The former Massachusetts governor, who has spent most of the year at or near the top of primary polls yet has been unable to lock up a majority, said he doesn’t expect to secure the nomination quickly and is signaling a more aggressive media and retail politicking offensive beginning this month.
“We’re making our closing arguments -- you’ll see me campaigning aggressively,” Romney told reporters in Paradise Valley, Arizona, yesterday where he stopped for the endorsement of former Vice President Dan Quayle and attended a fundraiser. “This will probably take longer than a week or two to sort out. My expectation is that this is going to be a campaign that’s going to go on for a while, and I expect to win it.”

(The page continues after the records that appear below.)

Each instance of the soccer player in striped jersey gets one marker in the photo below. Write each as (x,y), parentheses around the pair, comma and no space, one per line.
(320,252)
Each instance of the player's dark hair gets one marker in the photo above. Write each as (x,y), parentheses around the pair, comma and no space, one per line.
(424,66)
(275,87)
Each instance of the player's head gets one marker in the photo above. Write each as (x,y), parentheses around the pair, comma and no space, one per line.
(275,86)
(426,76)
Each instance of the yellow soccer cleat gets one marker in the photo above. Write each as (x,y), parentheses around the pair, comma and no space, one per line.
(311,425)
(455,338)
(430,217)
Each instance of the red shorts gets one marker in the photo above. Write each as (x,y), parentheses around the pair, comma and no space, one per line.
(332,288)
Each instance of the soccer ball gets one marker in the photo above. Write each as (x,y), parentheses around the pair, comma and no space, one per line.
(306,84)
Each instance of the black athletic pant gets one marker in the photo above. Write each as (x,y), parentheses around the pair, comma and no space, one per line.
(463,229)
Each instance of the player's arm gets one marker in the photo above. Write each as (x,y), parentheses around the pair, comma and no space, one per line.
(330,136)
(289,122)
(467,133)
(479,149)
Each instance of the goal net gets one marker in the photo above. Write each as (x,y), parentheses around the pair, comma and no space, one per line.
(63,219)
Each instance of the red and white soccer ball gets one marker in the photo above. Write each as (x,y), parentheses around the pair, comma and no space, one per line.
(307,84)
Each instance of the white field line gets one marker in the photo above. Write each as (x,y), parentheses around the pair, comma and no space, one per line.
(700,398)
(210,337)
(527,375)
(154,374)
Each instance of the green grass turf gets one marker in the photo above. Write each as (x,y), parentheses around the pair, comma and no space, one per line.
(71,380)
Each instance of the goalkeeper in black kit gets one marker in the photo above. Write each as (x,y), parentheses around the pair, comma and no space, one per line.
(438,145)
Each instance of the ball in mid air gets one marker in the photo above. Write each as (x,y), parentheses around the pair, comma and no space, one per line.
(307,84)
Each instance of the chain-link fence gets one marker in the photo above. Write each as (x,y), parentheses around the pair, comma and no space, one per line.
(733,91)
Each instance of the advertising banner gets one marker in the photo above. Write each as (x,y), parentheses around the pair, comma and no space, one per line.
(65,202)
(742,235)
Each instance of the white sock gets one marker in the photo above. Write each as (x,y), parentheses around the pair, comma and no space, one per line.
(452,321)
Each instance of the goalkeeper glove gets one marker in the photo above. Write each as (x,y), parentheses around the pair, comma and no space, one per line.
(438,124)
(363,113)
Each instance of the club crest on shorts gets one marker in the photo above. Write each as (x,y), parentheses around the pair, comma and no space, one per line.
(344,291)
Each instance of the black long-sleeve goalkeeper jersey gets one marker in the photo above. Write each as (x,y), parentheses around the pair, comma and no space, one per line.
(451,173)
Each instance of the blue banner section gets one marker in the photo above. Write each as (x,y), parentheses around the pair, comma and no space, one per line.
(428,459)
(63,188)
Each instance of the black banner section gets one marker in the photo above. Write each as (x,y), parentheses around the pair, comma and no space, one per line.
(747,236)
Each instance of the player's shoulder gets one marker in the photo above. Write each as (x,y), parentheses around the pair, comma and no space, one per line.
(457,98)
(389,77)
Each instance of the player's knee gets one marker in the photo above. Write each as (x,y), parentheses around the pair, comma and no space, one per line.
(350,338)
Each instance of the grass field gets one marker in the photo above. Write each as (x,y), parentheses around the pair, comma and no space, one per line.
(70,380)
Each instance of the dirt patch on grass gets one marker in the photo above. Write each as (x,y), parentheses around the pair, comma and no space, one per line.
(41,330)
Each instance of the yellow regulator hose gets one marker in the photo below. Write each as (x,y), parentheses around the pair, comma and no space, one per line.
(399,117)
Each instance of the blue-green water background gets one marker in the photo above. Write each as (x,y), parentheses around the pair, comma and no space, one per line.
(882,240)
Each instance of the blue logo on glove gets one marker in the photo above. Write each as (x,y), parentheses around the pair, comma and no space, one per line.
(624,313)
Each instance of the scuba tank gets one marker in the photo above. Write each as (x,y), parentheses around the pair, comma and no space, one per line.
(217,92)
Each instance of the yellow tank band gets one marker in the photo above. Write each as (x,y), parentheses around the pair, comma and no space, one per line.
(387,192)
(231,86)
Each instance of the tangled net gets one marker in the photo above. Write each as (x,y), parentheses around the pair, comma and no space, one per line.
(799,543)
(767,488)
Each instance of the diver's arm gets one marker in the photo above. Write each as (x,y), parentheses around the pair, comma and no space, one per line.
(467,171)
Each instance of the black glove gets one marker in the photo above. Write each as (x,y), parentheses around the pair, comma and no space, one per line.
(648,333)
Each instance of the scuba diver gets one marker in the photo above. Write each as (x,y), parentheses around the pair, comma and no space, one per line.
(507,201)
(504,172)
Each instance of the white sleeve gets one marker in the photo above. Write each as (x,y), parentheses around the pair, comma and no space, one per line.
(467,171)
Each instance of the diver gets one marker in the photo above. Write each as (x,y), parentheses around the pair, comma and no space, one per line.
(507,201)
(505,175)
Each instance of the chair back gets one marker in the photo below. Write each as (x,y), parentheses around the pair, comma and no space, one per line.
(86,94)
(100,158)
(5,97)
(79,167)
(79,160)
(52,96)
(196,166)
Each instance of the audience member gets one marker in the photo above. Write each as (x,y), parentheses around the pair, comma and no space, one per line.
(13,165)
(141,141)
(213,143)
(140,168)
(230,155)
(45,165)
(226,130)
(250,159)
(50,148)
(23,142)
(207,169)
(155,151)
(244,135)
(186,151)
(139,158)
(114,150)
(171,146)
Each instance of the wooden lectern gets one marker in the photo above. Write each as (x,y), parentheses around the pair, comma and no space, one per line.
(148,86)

Romney’s push comes as Gingrich surges in polls just four weeks from the first primary contest. A Washington Post-ABC News poll run Nov. 30 to Dec. 4 showed Gingrich, a former U.S. House speaker, with a comfortable lead in Iowa, where caucuses start the nominating process on Jan. 3.
Gingrich, whose campaign was near collapse a few months ago, drew 33 percent of the voters in the poll, compared with 18 percent for both Romney and Texas Representative Ron Paul.
Romney, who has focused most of his campaign attacks on President Barack Obama, sounded a more confrontational tone against Gingrich yesterday, calling him a career politician and “insider,” and promising to be “loud and clear” in highlighting the contrasts between himself and the former Georgia congressman.
“Speaker Gingrich is a friend,” Romney told Fox’s Neil Cavuto in an interview. “I respect him, but we have very different life experiences, and if the American people believe that what we need is someone who’s spent the last 40 years or so in Washington, D.C., working as an insider, why he’s the right guy. America needs a leader right now -- not so much someone who’s an insider.”
One place Romney won’t be making that case is at a debate scheduled Dec. 27 in New York City to be moderated by Donald Trump, the real estate developer and reality-show host who says he is considering a third-party presidential run. Romney said he spoke with Trump by telephone today to reject his invitation, which Gingrich and Texas Governor Rick Perry have accepted.
Calendar Is Set
“We’ve already set our calendar in December, and I communicated to Mr. Trump that that schedule is completed,” Romney said.
Today, Romney plans to address Jewish Republicans at a candidate forum hosted by the Republican Jewish Coalition in Washington.
“Israel is our closest ally and dearest friend,” he plans to say according to excerpts released by his campaign. “Yet, over the past three years, President Obama has chastised our friend and ally.”
Nearly all of the Republican candidates have attempted to make Israel an issue in the 2012 campaign. Romney plans to accuse Obama of being soft on Palestinians, while taking a tougher approach to Israel and having a “timid and weak” policy towards Iran.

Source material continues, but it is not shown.